Voice AI Meetup
Join our next Voice AI Meetup, moderated by Kwindla from Pipecat with experts from OpenAI, Speechmatics, Tavus, and Daily.
Agenda:
Benchmark design, plus the latest in STT - Ricardo Herreros Symons, CSO Speechmatics; Sam Sykes, Director Innovation
Multimodal models and video agents use cases - Quinn Favret, Cofounder Tavus
Training OpenAI’s GPT Realtime speech-to-speech models - Bo Xie, OpenAI, Member of Technical Staff
Moderated by Kwindla. Plus demos, pizza/drinks, networking and conversations with fellow AI engineers, founders, investors, and teams.
Doors open 6:30p PT in SF. Demos and fireside chats start 7:15p (we'll share the livestream link around then). More networking at 8p. Office closes 9p.
On benchmarks
One of the top questions we get from the Pipecat community and ecosystem is how to evaluate models (and how we evaluate models).
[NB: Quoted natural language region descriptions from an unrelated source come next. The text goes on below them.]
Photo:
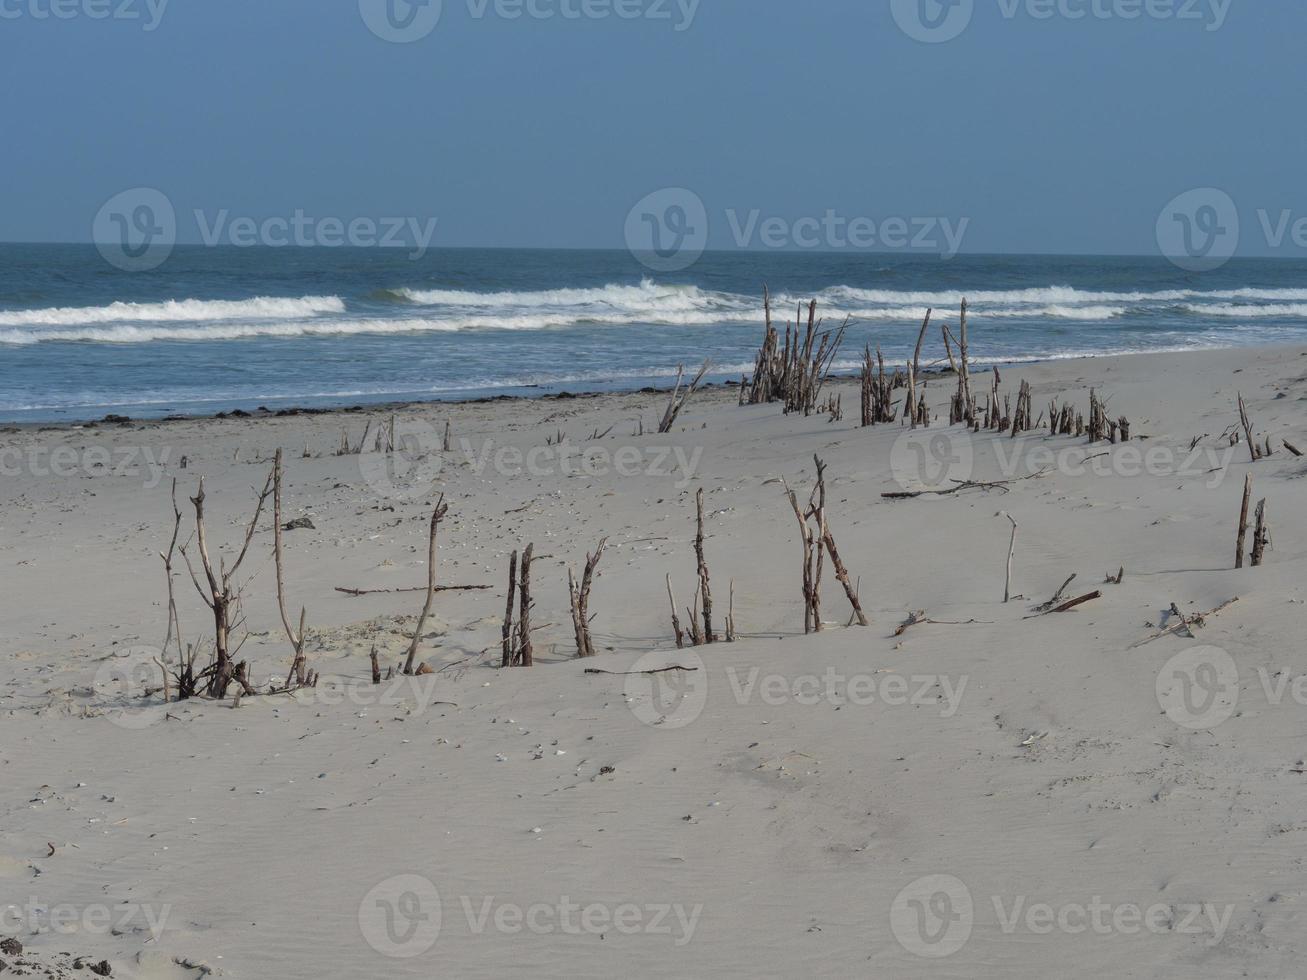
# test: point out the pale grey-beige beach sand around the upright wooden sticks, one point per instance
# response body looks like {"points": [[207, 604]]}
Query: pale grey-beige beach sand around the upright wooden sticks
{"points": [[1031, 796]]}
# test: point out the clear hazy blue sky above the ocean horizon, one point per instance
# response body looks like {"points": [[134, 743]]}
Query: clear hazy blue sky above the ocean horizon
{"points": [[1031, 126]]}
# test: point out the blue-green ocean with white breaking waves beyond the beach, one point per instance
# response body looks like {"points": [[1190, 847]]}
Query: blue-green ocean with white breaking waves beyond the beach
{"points": [[229, 329]]}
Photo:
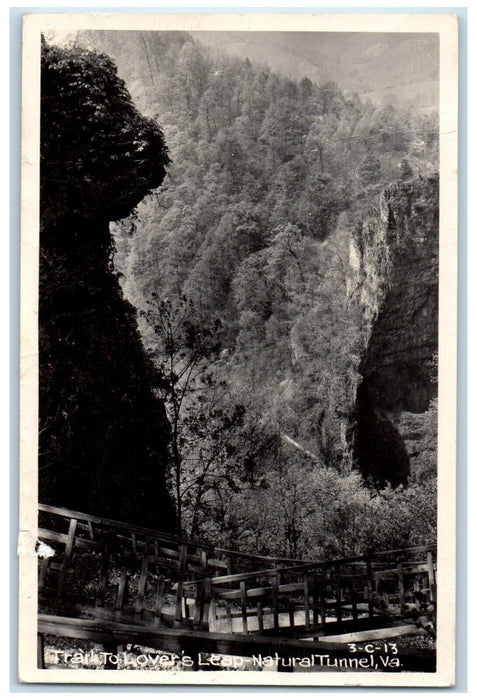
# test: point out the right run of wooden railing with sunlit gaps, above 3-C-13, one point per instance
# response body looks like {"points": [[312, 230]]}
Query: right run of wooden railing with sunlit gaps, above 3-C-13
{"points": [[353, 593]]}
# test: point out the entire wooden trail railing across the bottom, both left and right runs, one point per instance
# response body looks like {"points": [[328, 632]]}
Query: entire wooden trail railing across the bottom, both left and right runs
{"points": [[108, 570]]}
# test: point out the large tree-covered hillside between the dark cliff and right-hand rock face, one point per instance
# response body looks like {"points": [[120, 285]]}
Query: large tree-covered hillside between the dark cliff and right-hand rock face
{"points": [[240, 268]]}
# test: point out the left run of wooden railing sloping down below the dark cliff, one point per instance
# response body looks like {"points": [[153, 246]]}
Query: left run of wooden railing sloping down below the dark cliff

Pipecat recently released benchmarks evaluating voice AI performance. Our first benchmarks tested LLMs and STT.
Benchmarks are hard to do well, and always are a simplification of reality, at best!
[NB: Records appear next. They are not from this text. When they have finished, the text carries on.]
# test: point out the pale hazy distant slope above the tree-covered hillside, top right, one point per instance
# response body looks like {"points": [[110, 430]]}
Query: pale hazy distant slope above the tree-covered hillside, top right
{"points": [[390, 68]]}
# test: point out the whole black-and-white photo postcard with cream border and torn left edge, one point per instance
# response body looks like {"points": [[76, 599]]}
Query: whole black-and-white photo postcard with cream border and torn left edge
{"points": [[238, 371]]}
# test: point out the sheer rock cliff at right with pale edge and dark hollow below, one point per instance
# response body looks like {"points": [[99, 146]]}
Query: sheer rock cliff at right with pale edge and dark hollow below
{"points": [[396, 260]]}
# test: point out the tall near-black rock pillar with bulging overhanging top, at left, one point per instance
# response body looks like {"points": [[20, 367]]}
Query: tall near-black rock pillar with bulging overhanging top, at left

We’re sitting down with the STT lab Speechmatics (which maintains a Pipecat service) to talk about benchmarks. As our Pipecat team designed and compiled our benchmarks, we worked closely with the leading labs, including Speechmatics, to get their input, feedback, and perspective.
Kwindla will continue that conversation, with Ricardo Herreros Symons, Speechmatics CSO:
How "hard" should a benchmark be and what should the data mix be?
What should you really be testing? (Latency, turn detection, configurability, etc, what else?)
What data sets should you train on?
How do APIs and orchestration implementations matter?
What is the difference between reality and…marketing.
What could the next evolution of a benchmark be?
On multimodal AI
We’re also excited for a fireside chat with Quinn Favret, Tavus cofounder. Tavus has long been a leader in multimodal AI. Kwindla will talk with Quinn about the latest research and training realtime models from scratch. We'll hear from Quinn about growing agentic video use cases from startups to the enterprise.
On gpt-realtime-1.5
On Monday, OpenAI released a new speech-to-speech model. Bo Xie will sit down with us to talk about training gpt-realtime-1.5.
Your meetup hosts
Pipecat is the most widely used voice agents and multimodal AI framework. 100% open source. Vendor neutral.
Speechmatics provides advanced Voice AI technology, delivering real-time and batch transcription across 55+ languages. Their neural models are engineered for high accuracy across accents, noisy environments, and specialized domains, powering scalable speech intelligence for enterprise applications.
Tavus is an SF–based AI research lab pioneering human computing, teaching machines the art of being human. Build, scale, and customize lifelike AI video agents for your products and workflows.
Daily provides realtime voice, video, and AI infrastructure for developers. Its engineers maintain the open source Pipecat framework.